Accuracy of the serological ELISA test compared with the polymerase chain reaction for the diagnosis of cytomegalovirus infection in pregnancy

Silvana Varella Parmigiani; Ricardo Barini; Sandra Cecília Botelho Costa; Eliana Amaral; José Carlos Gama da Silva; João Luiz de Carvalho Pinto e Silva

Department of Gynecology and Obstetrics, Faculdade de Ciências Médicas, Universidade Estadual de Campinas, Campinas, São Paulo, Brazil

^{Correspondence} Correspondence to Silvana Varella Parmigiani Rua Pedro Vieira da Silva, 144 Apto. 22/B Jd. Santa Genebra Campinas/SP Brasil CEP 13080-570 Tel. (+55 19) 3788-9346/3788-9500 E-mail: amparmigiani@aol.com

ABSTRACT

CONTEXT: The most frequently used methods for detecting antibodies are the indirect immunofluorescence test and the enzymatic immunoassay (ELISA). The polymerase chain reaction is a molecular biology technique in which the production of large amounts of specific DNA fragments is induced from very low concentrations of complex substrates aloowing the detection of very low amounts of viral particles.

OBJECTIVE: To assess the accuracy of serological/ELISA tests in comparison with the polymerase chain reaction in maternal blood to diagnose cytomegalovirus infection.

DESIGN: A descriptive study was performed.

SETTING: High-risk outpatient clinic of Campinas University (Unicamp).

PARTICIPANTS: We selected 243 pregnant women. All of them had been indicated for blood sampling because of suspicions of cytomegalovirus infection and also because of other infections.

MAIN MEASUREMENTS: The group was tested for cytomegalovirus. Serological tests were run and compared to the polymerase chain reaction, which was considered to be the gold standard. Status analyses were done using Fisher's exact test, via the SAS software.

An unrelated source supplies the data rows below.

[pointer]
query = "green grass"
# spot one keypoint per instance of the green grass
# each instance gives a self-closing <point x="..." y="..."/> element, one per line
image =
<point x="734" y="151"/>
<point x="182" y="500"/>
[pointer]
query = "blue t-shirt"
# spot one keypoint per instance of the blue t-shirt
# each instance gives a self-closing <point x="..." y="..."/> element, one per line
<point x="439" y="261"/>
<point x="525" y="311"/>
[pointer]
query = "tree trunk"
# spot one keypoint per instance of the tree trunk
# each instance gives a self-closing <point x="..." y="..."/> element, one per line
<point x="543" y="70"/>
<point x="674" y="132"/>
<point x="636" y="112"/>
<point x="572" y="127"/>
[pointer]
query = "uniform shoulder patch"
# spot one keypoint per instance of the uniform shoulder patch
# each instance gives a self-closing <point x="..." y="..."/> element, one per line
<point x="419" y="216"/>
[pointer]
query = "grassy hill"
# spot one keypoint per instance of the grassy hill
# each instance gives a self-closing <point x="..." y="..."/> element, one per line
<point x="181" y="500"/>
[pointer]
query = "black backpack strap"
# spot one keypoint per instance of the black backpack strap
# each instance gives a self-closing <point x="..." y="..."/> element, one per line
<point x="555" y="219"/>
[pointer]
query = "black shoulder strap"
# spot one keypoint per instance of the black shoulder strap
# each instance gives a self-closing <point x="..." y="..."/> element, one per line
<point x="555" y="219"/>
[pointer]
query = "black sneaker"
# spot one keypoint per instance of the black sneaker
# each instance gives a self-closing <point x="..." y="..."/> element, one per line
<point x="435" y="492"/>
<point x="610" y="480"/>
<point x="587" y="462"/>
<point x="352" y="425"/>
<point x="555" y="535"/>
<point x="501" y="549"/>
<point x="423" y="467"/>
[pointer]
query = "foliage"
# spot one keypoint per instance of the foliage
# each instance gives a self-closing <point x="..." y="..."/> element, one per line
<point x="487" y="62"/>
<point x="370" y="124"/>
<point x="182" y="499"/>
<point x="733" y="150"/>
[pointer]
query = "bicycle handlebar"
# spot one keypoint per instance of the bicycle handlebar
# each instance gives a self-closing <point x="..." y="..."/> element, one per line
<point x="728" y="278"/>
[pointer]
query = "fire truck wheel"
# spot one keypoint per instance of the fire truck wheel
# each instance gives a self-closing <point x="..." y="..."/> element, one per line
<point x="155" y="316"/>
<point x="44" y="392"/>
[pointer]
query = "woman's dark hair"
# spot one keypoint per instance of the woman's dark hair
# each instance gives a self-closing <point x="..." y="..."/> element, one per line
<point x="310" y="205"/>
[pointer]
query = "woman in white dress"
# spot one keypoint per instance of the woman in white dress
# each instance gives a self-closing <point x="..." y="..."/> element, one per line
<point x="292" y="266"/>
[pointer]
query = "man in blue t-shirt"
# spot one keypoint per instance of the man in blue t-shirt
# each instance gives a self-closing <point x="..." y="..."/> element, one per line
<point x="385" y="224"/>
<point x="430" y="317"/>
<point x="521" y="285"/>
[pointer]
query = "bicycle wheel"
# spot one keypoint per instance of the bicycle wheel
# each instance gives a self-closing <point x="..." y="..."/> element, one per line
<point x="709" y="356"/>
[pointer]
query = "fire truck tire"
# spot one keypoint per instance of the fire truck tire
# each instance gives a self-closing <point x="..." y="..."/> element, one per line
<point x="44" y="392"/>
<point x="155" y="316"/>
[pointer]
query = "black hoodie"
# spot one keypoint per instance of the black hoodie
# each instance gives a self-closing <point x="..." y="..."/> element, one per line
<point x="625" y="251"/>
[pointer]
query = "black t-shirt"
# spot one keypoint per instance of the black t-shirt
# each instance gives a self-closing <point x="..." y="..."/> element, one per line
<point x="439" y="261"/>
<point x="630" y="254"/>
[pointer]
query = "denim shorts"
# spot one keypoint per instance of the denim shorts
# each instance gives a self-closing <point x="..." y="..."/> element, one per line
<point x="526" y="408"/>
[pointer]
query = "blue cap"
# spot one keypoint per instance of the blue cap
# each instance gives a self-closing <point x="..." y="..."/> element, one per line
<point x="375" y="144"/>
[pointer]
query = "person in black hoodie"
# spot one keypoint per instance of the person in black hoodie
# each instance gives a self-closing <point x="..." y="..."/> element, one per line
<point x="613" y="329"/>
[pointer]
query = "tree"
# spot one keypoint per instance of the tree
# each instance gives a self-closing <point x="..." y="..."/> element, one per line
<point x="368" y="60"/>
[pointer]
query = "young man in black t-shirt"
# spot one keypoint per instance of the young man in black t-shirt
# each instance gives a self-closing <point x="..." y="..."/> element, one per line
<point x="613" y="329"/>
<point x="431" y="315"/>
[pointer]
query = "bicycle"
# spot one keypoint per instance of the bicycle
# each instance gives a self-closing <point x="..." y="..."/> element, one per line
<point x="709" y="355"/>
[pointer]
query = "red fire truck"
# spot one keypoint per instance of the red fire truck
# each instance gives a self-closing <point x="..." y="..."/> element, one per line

RESULTS: The previous cytomegalovirus infection rate was 94.6%. The main reasons for inclusion in the study were fetal nervous system malformation (25.5%), maternal toxoplasmosis (25.5%) and Rh isoimmunization (14.8%). Only two women were included because of positive serological immunoglobulin M test for cytomegalovirus. The sensitivity and specificity of the serological tests were 94% and 6% for immunoglobulin G.

CONCLUSION: Serological tests had lower sensitivity in comparison with the polymerase chain reaction test when diagnosing cytomegalovirus infection. The consequences of positive polymerase chain reaction and negative immunoglobulin M in women remain unknown.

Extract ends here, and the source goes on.